Radio 4 News FM

[4] When Coalition forces began military operations against Iraq following the invasion of Kuwait on 2 August 1990, the BBC discontinued to broadcast usual mixed schedule on Radio 4's FM frequencies and replaced it with a rolling news service known by the emergency staff as Scud FM,[5] named after "Saddam Hussein's most notorious weapon" was the Russian-made missile in which Iraq was firing at the Israeli city of Tel Aviv.

[6] BBC staff had managed to launch a 17 hours a day rolling news channel (without time to concoct an official name) with less than 24 hours' notice and provided the listener with "access to the raw material, the events as they unfolded, from the daily military press conferences, the Presidential briefings to what it was like living in Baghdad, in Tel Aviv, with the troops in Saudi Arabia".
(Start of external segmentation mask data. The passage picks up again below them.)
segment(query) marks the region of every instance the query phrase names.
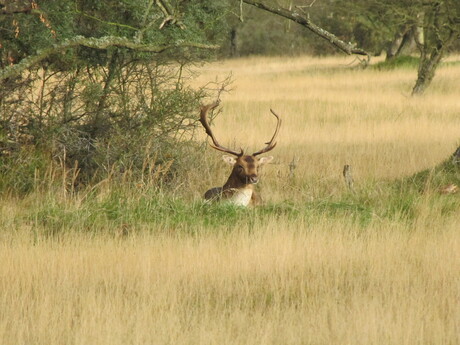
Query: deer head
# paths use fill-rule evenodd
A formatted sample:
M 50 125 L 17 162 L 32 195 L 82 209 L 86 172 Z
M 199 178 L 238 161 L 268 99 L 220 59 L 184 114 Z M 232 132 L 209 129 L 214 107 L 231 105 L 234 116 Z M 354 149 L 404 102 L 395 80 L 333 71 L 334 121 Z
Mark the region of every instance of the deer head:
M 225 190 L 229 188 L 243 188 L 247 185 L 256 184 L 257 182 L 259 182 L 258 168 L 267 163 L 270 163 L 273 160 L 272 156 L 261 158 L 259 158 L 258 156 L 263 153 L 269 152 L 275 148 L 275 140 L 280 129 L 281 120 L 279 116 L 272 109 L 270 109 L 271 113 L 277 119 L 275 132 L 271 140 L 266 143 L 266 146 L 263 149 L 256 151 L 251 155 L 245 155 L 243 149 L 241 149 L 240 151 L 234 151 L 222 146 L 221 144 L 219 144 L 216 137 L 214 136 L 207 120 L 207 114 L 209 110 L 215 109 L 218 105 L 219 102 L 215 102 L 213 104 L 203 106 L 201 108 L 200 122 L 205 128 L 206 134 L 212 140 L 212 144 L 210 144 L 211 147 L 213 147 L 216 150 L 230 154 L 230 156 L 224 155 L 222 157 L 224 162 L 233 166 L 232 173 L 230 174 L 230 177 L 227 183 L 224 185 L 223 189 Z

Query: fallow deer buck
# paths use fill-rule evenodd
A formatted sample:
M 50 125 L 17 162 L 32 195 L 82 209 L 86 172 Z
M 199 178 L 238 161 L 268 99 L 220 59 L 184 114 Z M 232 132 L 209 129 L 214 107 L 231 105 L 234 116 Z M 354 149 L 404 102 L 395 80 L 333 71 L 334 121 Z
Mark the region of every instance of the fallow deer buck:
M 275 112 L 270 109 L 271 113 L 276 117 L 277 124 L 275 133 L 271 140 L 266 143 L 266 146 L 254 152 L 252 155 L 245 155 L 243 149 L 233 151 L 219 144 L 216 137 L 212 133 L 209 126 L 207 115 L 210 110 L 215 109 L 219 102 L 203 106 L 201 108 L 200 122 L 206 130 L 206 134 L 211 138 L 213 144 L 210 146 L 216 150 L 230 154 L 231 156 L 222 156 L 224 162 L 233 166 L 232 172 L 223 187 L 214 187 L 209 189 L 204 197 L 206 200 L 226 200 L 234 205 L 239 206 L 254 206 L 261 203 L 261 198 L 254 190 L 254 185 L 259 182 L 258 169 L 270 163 L 273 156 L 261 157 L 257 156 L 273 150 L 276 146 L 276 137 L 281 125 L 281 119 Z

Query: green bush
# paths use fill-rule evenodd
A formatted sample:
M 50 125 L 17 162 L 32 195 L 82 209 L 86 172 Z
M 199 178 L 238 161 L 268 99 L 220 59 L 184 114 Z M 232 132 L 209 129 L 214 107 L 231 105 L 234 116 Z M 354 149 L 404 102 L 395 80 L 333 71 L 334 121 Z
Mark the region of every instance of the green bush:
M 184 71 L 213 55 L 224 4 L 13 5 L 0 17 L 1 190 L 30 191 L 47 171 L 74 189 L 185 170 L 206 92 Z

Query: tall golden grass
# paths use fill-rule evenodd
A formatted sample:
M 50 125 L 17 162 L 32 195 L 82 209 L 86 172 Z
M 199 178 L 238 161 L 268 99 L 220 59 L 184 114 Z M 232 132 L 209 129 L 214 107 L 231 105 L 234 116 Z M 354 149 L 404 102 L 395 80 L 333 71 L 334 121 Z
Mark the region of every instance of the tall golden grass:
M 324 61 L 326 60 L 326 61 Z M 445 159 L 459 142 L 458 65 L 439 70 L 426 97 L 410 97 L 414 69 L 351 69 L 349 58 L 251 58 L 205 68 L 233 75 L 215 132 L 255 149 L 283 117 L 278 162 L 299 159 L 307 176 L 336 175 L 344 162 L 364 178 L 399 178 Z
M 457 344 L 458 223 L 0 246 L 2 344 Z
M 269 108 L 283 117 L 277 161 L 262 177 L 270 202 L 343 194 L 344 164 L 357 188 L 384 188 L 373 181 L 434 166 L 459 144 L 460 65 L 443 66 L 428 94 L 411 98 L 415 70 L 350 61 L 239 59 L 193 80 L 233 73 L 214 122 L 224 145 L 258 149 L 274 128 Z M 199 188 L 228 173 L 217 152 L 207 159 L 204 179 L 190 169 Z M 410 222 L 267 213 L 225 231 L 147 224 L 123 238 L 45 238 L 22 214 L 46 199 L 2 198 L 0 344 L 458 344 L 460 221 L 430 193 Z

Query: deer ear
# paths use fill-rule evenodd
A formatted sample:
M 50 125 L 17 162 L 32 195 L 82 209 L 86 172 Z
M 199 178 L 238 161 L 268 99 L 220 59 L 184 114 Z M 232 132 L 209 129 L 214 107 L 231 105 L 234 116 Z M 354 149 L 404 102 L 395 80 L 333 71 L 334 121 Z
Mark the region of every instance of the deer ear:
M 259 159 L 259 166 L 262 166 L 264 164 L 268 164 L 273 160 L 273 156 L 268 156 L 268 157 L 261 157 Z
M 232 156 L 223 155 L 222 159 L 224 160 L 225 163 L 230 164 L 230 165 L 235 165 L 236 163 L 235 157 L 232 157 Z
[7] Journalist Georgina Henry wrote at the time:[8] The continuation of Radio 4's rolling news service on the FM frequency has created friction at the BBC.

Those who have become addicted hope that it will: audience research shows that it has attracted new listeners to Radio 4, although the BBC has a problem over what frequency it could allocated in the long term.

In The Daily Telegraph, Gillian Reynolds suggested:[7] Now that the BBC has created, instantly and effectively, an all-news network, would it not be a tremendous waste to un-invent it?